Mrs Benjamin Gibbons
(1828-1910)
16 May 1862
Volume 6, page 313, sitting number 8120.
Born on 12 January 1828, Charlotte Jane Skipworth was the daughter of George Skipworth of Moortown House, Kelsey, Lincolnshire, and his wife Amelia Margaretta née Dixon. She was baptised at St Mary's in South Kelsey on 14 April 1828.
On 15 May 1851 at South Kelsey in Lincolnshire she married the Reverend Benjamin Gibbons, MA, 'the only surviving son of John Gibbons, Esq., of Regent's-park, London. From his father Benjamin Gibbons had inherited a share in an ironworks founded by his grandfather and was thus in possession of a sizeable private income.
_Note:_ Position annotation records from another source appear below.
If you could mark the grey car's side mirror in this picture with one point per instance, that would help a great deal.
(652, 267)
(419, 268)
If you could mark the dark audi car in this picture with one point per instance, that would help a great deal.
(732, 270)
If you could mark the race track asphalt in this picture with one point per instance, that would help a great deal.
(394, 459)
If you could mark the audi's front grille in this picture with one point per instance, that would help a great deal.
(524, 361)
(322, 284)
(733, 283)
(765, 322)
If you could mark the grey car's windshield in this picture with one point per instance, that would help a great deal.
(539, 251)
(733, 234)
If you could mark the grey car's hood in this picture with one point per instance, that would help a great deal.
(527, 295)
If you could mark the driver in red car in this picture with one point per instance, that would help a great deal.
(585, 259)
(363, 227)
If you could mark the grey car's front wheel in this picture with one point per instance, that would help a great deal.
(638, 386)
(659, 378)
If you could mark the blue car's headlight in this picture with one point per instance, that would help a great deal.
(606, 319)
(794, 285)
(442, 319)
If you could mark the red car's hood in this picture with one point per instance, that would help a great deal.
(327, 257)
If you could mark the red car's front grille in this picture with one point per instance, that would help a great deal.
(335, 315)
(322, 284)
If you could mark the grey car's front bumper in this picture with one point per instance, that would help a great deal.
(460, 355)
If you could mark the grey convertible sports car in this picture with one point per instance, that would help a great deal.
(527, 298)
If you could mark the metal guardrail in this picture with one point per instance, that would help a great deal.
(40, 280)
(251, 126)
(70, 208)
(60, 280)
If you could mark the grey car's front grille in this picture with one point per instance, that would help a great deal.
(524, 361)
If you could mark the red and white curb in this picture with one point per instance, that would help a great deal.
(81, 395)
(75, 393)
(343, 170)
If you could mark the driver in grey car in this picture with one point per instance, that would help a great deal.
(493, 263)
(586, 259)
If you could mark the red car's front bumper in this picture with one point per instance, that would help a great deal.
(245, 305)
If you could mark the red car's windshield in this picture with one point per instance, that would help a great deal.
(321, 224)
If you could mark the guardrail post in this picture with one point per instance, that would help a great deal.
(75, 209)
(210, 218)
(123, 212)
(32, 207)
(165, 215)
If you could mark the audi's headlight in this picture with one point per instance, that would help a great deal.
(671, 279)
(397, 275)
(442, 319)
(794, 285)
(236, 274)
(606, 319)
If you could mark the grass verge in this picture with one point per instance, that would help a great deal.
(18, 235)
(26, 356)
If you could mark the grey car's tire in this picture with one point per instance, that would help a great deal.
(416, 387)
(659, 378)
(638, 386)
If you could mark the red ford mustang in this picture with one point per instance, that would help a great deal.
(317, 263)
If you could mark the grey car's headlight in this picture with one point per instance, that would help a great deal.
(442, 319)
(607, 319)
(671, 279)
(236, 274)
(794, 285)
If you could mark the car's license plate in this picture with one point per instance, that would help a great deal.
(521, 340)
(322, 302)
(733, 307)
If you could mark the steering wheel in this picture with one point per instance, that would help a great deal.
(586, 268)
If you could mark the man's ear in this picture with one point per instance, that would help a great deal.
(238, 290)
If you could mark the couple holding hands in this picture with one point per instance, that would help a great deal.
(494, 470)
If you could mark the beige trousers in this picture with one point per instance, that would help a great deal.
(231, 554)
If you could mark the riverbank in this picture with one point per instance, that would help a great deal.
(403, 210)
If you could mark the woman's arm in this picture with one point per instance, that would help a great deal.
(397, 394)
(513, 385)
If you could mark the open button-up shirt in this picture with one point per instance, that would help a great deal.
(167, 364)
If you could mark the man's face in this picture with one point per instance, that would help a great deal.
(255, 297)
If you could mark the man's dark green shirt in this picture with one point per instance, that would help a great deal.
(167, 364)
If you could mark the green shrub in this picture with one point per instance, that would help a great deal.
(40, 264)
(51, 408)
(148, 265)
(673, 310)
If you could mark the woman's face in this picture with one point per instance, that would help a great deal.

The family appear on the 1891 census living at Waresley House at Hartlebury near Kidderminster, SW of Birmingham. The household included two unmarried sons (aged 32 and 22) and four unmarried daughters (aged between 29 and 20). The census also lists six servants, including a butler and a footman.
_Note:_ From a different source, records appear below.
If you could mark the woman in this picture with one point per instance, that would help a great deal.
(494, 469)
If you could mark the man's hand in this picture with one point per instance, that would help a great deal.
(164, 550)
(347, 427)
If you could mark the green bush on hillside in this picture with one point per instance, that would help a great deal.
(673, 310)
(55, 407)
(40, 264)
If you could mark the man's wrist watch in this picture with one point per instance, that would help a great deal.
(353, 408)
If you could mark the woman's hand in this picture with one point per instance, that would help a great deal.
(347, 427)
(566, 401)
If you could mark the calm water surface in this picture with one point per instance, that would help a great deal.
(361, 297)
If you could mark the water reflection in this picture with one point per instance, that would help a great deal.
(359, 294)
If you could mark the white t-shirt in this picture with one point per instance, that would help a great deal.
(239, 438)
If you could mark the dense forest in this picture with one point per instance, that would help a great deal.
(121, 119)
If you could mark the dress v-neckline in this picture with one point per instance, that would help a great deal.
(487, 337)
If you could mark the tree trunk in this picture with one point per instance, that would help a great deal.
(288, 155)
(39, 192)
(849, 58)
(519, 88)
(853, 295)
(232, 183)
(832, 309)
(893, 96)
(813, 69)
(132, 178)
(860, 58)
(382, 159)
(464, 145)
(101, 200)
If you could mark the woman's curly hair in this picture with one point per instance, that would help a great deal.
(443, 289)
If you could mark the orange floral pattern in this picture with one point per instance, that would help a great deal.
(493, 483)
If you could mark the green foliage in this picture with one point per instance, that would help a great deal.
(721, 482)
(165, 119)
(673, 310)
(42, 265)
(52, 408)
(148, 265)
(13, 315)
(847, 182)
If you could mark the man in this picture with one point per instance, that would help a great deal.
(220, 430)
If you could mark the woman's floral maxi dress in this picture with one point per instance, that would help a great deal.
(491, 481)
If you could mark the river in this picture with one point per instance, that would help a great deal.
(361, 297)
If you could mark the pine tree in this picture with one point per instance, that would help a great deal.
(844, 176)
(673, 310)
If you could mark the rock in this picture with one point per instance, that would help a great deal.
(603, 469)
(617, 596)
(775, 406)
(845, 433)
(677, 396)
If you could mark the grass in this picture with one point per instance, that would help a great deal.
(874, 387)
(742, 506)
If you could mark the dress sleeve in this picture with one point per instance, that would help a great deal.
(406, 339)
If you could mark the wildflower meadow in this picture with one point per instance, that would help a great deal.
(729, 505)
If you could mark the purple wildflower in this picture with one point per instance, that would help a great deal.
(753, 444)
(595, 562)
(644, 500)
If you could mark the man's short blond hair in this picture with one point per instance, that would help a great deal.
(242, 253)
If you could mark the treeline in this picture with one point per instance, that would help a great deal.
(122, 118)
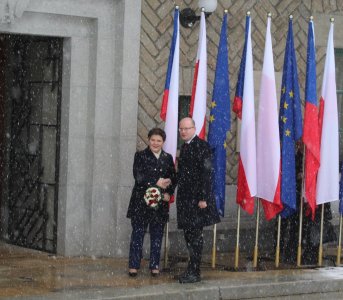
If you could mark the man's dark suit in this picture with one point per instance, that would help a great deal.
(195, 177)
Mrs Charlotte Jane Gibbons of Waresley House, Hartlebury, and of 16 Hanover Terrace, Regent's Park, London, died at Waresley House on 10 March 1910 at the age of 82. She left an estate valued at £6082.
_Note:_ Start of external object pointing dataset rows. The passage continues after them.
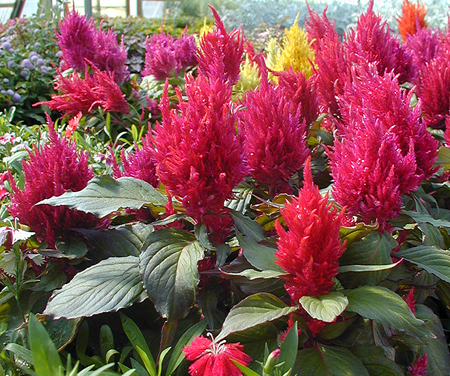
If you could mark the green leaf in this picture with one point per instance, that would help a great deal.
(108, 286)
(169, 271)
(120, 241)
(254, 310)
(375, 361)
(103, 196)
(329, 361)
(385, 306)
(260, 256)
(45, 357)
(247, 226)
(177, 355)
(138, 341)
(433, 259)
(325, 307)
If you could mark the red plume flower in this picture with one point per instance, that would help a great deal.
(412, 19)
(199, 156)
(275, 140)
(310, 249)
(50, 171)
(220, 53)
(211, 358)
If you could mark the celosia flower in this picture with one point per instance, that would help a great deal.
(419, 367)
(212, 358)
(86, 94)
(424, 46)
(372, 42)
(412, 19)
(220, 52)
(141, 164)
(391, 105)
(50, 171)
(166, 55)
(275, 140)
(434, 90)
(77, 40)
(309, 251)
(199, 156)
(296, 52)
(370, 171)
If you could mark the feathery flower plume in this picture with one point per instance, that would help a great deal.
(212, 358)
(220, 52)
(166, 55)
(76, 40)
(309, 251)
(86, 94)
(372, 42)
(370, 171)
(50, 171)
(391, 105)
(199, 156)
(296, 52)
(412, 19)
(275, 140)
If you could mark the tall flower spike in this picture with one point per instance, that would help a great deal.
(309, 251)
(412, 19)
(391, 105)
(372, 42)
(211, 358)
(370, 172)
(50, 171)
(220, 52)
(275, 140)
(199, 156)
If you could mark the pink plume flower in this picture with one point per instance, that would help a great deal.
(275, 140)
(309, 251)
(220, 53)
(391, 105)
(166, 55)
(370, 171)
(372, 42)
(50, 171)
(211, 358)
(199, 156)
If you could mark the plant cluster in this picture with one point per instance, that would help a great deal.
(276, 213)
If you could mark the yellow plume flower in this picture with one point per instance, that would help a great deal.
(297, 52)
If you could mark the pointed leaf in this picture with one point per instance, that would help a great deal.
(325, 307)
(431, 258)
(254, 310)
(385, 306)
(103, 195)
(108, 286)
(169, 271)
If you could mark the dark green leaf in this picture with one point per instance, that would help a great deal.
(108, 286)
(254, 310)
(328, 361)
(103, 196)
(433, 259)
(385, 306)
(169, 271)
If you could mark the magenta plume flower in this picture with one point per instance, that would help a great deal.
(166, 55)
(199, 156)
(309, 251)
(220, 53)
(50, 171)
(372, 42)
(212, 358)
(275, 140)
(391, 105)
(370, 171)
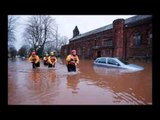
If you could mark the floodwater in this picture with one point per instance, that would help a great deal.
(90, 85)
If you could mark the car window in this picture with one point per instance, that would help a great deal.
(123, 61)
(102, 60)
(113, 62)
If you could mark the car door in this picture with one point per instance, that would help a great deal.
(102, 61)
(112, 63)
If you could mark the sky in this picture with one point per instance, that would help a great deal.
(66, 24)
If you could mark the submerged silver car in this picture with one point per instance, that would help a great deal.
(116, 63)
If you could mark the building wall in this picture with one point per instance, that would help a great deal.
(123, 42)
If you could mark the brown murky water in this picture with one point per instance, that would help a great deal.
(90, 85)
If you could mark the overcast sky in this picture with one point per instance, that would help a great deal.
(66, 24)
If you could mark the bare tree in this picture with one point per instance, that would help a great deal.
(39, 30)
(12, 20)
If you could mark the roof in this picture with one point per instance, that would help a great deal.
(110, 26)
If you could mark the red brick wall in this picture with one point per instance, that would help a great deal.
(123, 44)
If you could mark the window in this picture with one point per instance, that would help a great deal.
(113, 62)
(102, 60)
(137, 39)
(107, 43)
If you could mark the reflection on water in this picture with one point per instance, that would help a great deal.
(72, 82)
(89, 85)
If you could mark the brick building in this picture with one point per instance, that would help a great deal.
(125, 38)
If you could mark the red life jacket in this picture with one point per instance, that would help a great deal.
(53, 59)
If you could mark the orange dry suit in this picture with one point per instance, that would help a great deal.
(45, 59)
(71, 59)
(52, 60)
(34, 59)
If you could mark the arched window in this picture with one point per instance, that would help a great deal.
(137, 39)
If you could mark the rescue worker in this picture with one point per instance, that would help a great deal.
(34, 59)
(71, 61)
(45, 59)
(52, 60)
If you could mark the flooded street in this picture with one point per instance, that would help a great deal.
(90, 85)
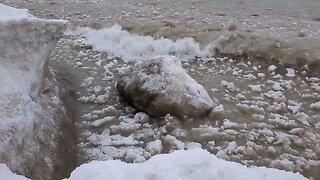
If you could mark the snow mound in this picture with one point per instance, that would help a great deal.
(133, 47)
(5, 173)
(8, 13)
(30, 106)
(191, 164)
(166, 86)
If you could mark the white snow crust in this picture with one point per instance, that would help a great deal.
(8, 13)
(179, 165)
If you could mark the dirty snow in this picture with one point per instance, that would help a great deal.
(192, 164)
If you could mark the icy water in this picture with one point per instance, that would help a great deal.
(267, 114)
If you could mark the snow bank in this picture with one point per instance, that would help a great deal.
(5, 173)
(9, 13)
(133, 47)
(191, 164)
(30, 107)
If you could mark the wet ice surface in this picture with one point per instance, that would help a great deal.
(268, 114)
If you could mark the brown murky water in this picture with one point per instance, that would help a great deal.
(266, 119)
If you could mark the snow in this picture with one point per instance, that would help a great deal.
(191, 164)
(290, 72)
(5, 173)
(133, 47)
(315, 106)
(27, 114)
(256, 88)
(154, 147)
(8, 13)
(271, 68)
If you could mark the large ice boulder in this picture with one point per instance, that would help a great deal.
(30, 108)
(161, 86)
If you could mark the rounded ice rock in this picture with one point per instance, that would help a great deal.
(161, 86)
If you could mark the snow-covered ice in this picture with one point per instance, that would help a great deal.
(192, 164)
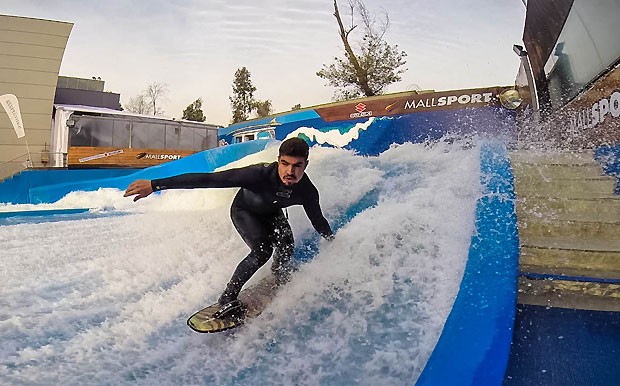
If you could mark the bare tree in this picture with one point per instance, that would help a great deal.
(138, 104)
(154, 93)
(377, 64)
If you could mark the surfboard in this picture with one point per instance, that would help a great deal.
(255, 298)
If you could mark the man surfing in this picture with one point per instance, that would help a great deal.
(256, 212)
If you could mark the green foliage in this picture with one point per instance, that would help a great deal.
(193, 112)
(373, 68)
(263, 108)
(242, 100)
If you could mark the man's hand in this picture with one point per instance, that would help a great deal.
(140, 188)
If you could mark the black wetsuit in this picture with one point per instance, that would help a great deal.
(256, 212)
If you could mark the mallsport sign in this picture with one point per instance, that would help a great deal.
(597, 113)
(463, 99)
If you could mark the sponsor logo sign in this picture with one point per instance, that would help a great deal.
(101, 155)
(361, 111)
(590, 120)
(412, 102)
(463, 99)
(166, 157)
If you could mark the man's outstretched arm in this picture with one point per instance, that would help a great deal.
(139, 188)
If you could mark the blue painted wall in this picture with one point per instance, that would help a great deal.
(384, 131)
(35, 187)
(475, 343)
'DEATH OF MRS GIBBONS — We regret to state that Mrs Charlotte Jane Gibbons, wife of the Rev. Benjamin Gibbons, of Waresley House, Hartlebury, died there on the 10th inst. The deceased lady, born in 1824 [sic], was daughter of the late Mr George Skipworth, of Moortown [sic] House, Lincolnshire, and in 1851 she was married to the Rev. B. Gibbons. The eldest son of the marriage is Mr John Skipworth Gibbons, of Boddington Manor' and Mr Leonard Gibbons, of Uckington, is another son' (Gloucestershire Echo, 14 March 1910).
'FUNERAL OF MRS GIBBONS — There was a large congregation at the Stourport churchyard at the funeral of Mrs Gibbons, wife of the Rev. Benjamin Gibbons, of Waresley, who was for forty years the vicar of Stourport, and who has almost entirely built the handsome new church there. The mourners included Mr Belville Stanier, MP, the rector of Great Witley, and the vicar of St George's, Kidderminster, each of whom married a daughter. The body was laid to rest in a new grave dug near the chancel, and as the ground had not been consecrated a dedication service was performed by special sanction of the Bishop of Worcester by Canon Robertson, rector of Hartlebury' (Gloucestershire Echo, 16 March 1910).